By Norman Jameson
Like a good son, Carlyle Hayes calls his mother every day to say he loves her.
Unlike most good sons, Carlyle is 90 years old — and his mother is 112 and half.
Sina Hayes is thought to be the sixth oldest person in the United States, living at Brookridge Retirement Community in Winston-Salem, N.C. Carlyle lives in Fort Worth, Texas, 1,100 miles away and visits his mother four times a year. And calls her every day.
Until very recently, Sina could converse on the call. Now she is virtually deaf, but she knows when it’s Carlyle on the phone and she brightens immediately.
“I don’t want her to forget she is loved,” Carlyle said on a January visit to Winston-Salem. “My report to her, whether she hears it or not, is that ‘We love you. Everybody in Texas loves you.’ I want to hear her say she is feeling good.”
Despite infirmities that gripped her in just the past two months, Sina would say, as she always has, that “all my days are good.” Carlyle and Frankie, his wife of 66 years, believe Sina’s positive outlook is a big reason she continues to live.
“We’re ready for her to go, but she keeps hanging on,” he said. “Whenever the Lord is ready to take her, we’re ready.”
“I’m puzzled that she’s this age, but I still don’t think of her as old,” Carlyle said. “Frankie is concerned that I’m not turning her loose.”
Because of a strong economy, higher birth rate and immigration, America’s population is younger than other developed countries. But the population segments growing fastest are those that are oldest. People age 65 and over made up one-eighth (12.8 percent) of the population in 2009.
Said a reporter to Frankie, “You’re 88. Are you old?”
“Goodness, no.”
Her denial is based not on the calendar but on her view that being active and future thinking keeps you young.
Carlyle said, though, that the newspaper considers him old because any reference to someone in his 70s, describes him as “elderly.”
“Old is in the mind,” said Frankie.
For the record books
Still, no one would deny that Sina is old. At 112 and half — and they are counting the halfs, now — she is older than anyone else in the United States, save for five other people.
Her husband, Raleigh Kinion Hayes, died in 1993 at age 92 and Sina stayed home alone for a year before moving to Brookridge, a facility founded by North Carolina Baptists.

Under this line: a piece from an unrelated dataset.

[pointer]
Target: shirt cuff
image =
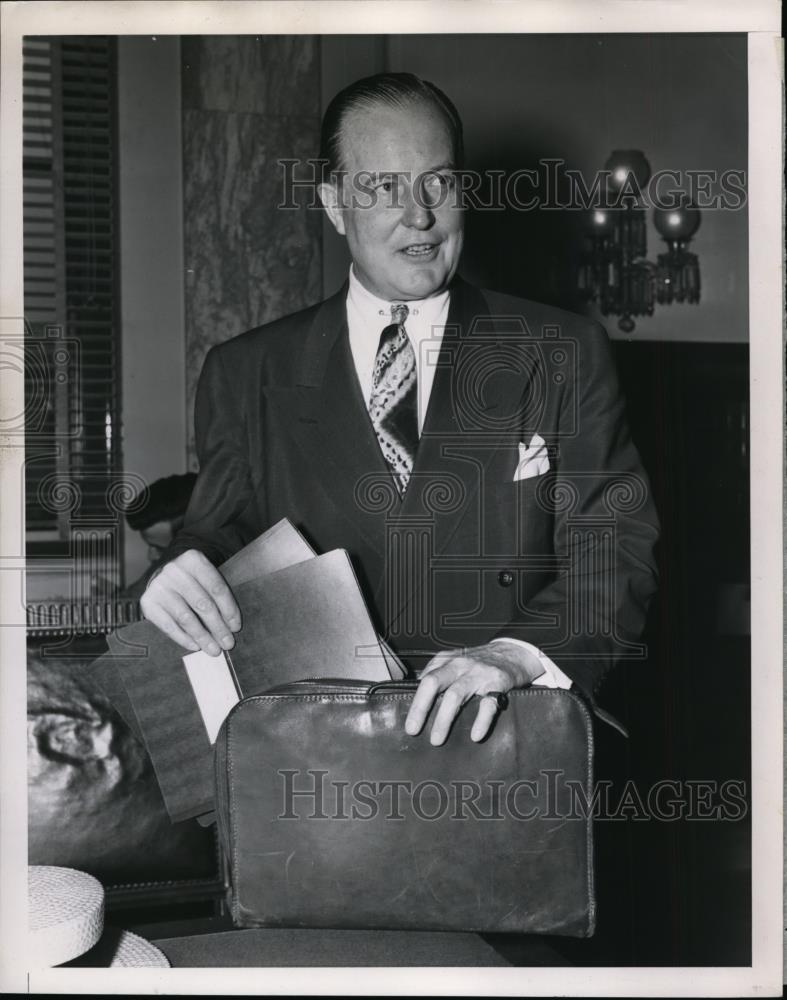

She lived there independently for 16 years and only moved into assisted living when recovering from a broken hip suffered at age 107.
Sina grew up on a farm in rural North Carolina, working hard and “eating everything that’s wrong for you,” said Carlyle. Her father died at age 65, her mother at 75.
She always had a positive outlook and is filled with “happy thoughts.” Her nickname among family is Pollyanna, which is also the family’s favorite board game.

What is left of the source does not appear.